Congis-sur-Thérouanne est une commune française située dans le département de Seine-et-Marne en région Île-de-France.

Ses habitants sont appelés les Congissois, ils étaient, naguère, surnommés les guernouilleux. Au dernier recensement de 2017, la commune comptait 1 768 habitants.

Géographie

Localisation

La commune est située à environ 17,5 kilomètres au nord-ouest de La Ferté-sous-Jouarre[1], sur le cours de la Thérouanne.

Communes limitrophes

Hydrographie

Le système hydrographique de la commune se compose de onze cours d'eau référencés :

  • la rivière la Marne, longue de 514 km[2], principal affluent de la Seine, ainsi que :
    • un bras de 0,2 km[3] ;
    • un bras de 0,4 km[4] ;
    • un bras de 0,4 km[5] ;
    • un bras de 0,5 km[6] ;
    • un bras de 1,01 km[7] ;
    • le fossé 01 de la Commune d'Isles-les-Meldeuses, 1,1 km[8], qui conflue avec la Marne ;
  • la rivière Thérouanne, longue de 23,3 km[9] ;
  • la rivière l'Ourcq, longue de 86,5 km[10] ;
  • le Canal de l'Ourcq, long de 96,6 km [11] ;
    • le canal d'Alimentation de la Thérouanne, 2,1 km [12] qui conflue avec le Canal de l'Ourcq.

La longueur linéaire globale des cours d'eau sur la commune est de 20,96 km[13].
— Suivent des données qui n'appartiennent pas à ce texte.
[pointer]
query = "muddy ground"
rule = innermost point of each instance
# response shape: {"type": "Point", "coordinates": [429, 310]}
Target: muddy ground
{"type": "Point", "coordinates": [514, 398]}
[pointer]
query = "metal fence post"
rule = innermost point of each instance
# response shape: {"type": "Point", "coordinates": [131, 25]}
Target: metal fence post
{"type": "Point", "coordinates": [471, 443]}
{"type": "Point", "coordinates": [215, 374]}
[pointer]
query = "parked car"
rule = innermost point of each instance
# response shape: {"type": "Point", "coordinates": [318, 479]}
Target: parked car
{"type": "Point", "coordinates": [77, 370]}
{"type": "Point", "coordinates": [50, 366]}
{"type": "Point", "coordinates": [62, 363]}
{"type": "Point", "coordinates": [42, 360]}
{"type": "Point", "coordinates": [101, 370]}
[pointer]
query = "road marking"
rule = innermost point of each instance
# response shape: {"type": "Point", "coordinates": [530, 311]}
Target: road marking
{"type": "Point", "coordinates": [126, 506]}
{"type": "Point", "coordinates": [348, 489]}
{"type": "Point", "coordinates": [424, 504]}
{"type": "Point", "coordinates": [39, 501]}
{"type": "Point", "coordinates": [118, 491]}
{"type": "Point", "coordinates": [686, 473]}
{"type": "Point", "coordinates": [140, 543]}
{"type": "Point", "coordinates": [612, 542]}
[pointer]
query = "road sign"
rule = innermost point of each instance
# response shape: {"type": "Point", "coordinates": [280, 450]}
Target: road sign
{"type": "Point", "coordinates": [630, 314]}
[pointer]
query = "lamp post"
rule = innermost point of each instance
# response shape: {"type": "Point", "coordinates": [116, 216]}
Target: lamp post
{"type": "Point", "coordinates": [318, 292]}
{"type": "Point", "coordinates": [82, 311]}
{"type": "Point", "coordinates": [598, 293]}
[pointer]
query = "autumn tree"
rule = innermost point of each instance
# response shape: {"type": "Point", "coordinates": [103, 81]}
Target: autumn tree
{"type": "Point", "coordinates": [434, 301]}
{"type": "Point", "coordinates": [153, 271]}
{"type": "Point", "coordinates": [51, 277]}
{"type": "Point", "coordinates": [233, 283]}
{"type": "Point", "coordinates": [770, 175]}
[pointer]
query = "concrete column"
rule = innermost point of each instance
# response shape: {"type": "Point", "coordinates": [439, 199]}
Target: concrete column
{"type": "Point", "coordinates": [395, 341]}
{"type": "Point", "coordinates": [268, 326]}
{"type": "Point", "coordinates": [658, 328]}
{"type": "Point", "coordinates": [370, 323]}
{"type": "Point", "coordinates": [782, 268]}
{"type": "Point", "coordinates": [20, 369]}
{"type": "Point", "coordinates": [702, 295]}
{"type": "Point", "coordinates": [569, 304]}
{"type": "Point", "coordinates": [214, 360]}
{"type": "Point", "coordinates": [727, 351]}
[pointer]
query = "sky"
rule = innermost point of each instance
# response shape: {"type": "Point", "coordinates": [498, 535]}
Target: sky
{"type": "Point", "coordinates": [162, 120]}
Voies de communication et transports

Transports

La commune est desservie par les lignes d’autocars :

  • No 10 (MeauxVarreddes) ;
  • No 11 (Meaux– Congis-sur-Thérouanne)

du réseau Trandev Pays de l’Ourcq[14].

Elle est desservie également par la gare de (Isles - Armentières - Congis) de la ligne Paris - La Ferté-Milon (TransilienLigne P du Transilien).

Urbanisme

Lieux-dits, écarts et quartiers

La commune compte 142 lieux-dits administratifs répertoriés[15].

Occupation des sols

En 2018[16], le territoire de la commune se répartit[Note 1] en 45,8 % de terres arables, 28,7 % de forêts, 8,7 % de mines, décharges et chantiers, 6,6 % de zones urbanisées, 5,2 % d’eaux continentales[Note 2] et 5,1 % de zones agricoles hétérogènes[Note 3],[13],[17].

Toponymie

Le nom de la localité est mentionné sous les formes Altare de Congiaco en 1135[18],[19] ; Cungi en 1179[20] ; Congyacum en 1219[21] ; Cungiacum en 1252[22] ; Congy en 1276[23] ; Congeacum en 1332[24] ; Congy lez Meaulx en 1462[25].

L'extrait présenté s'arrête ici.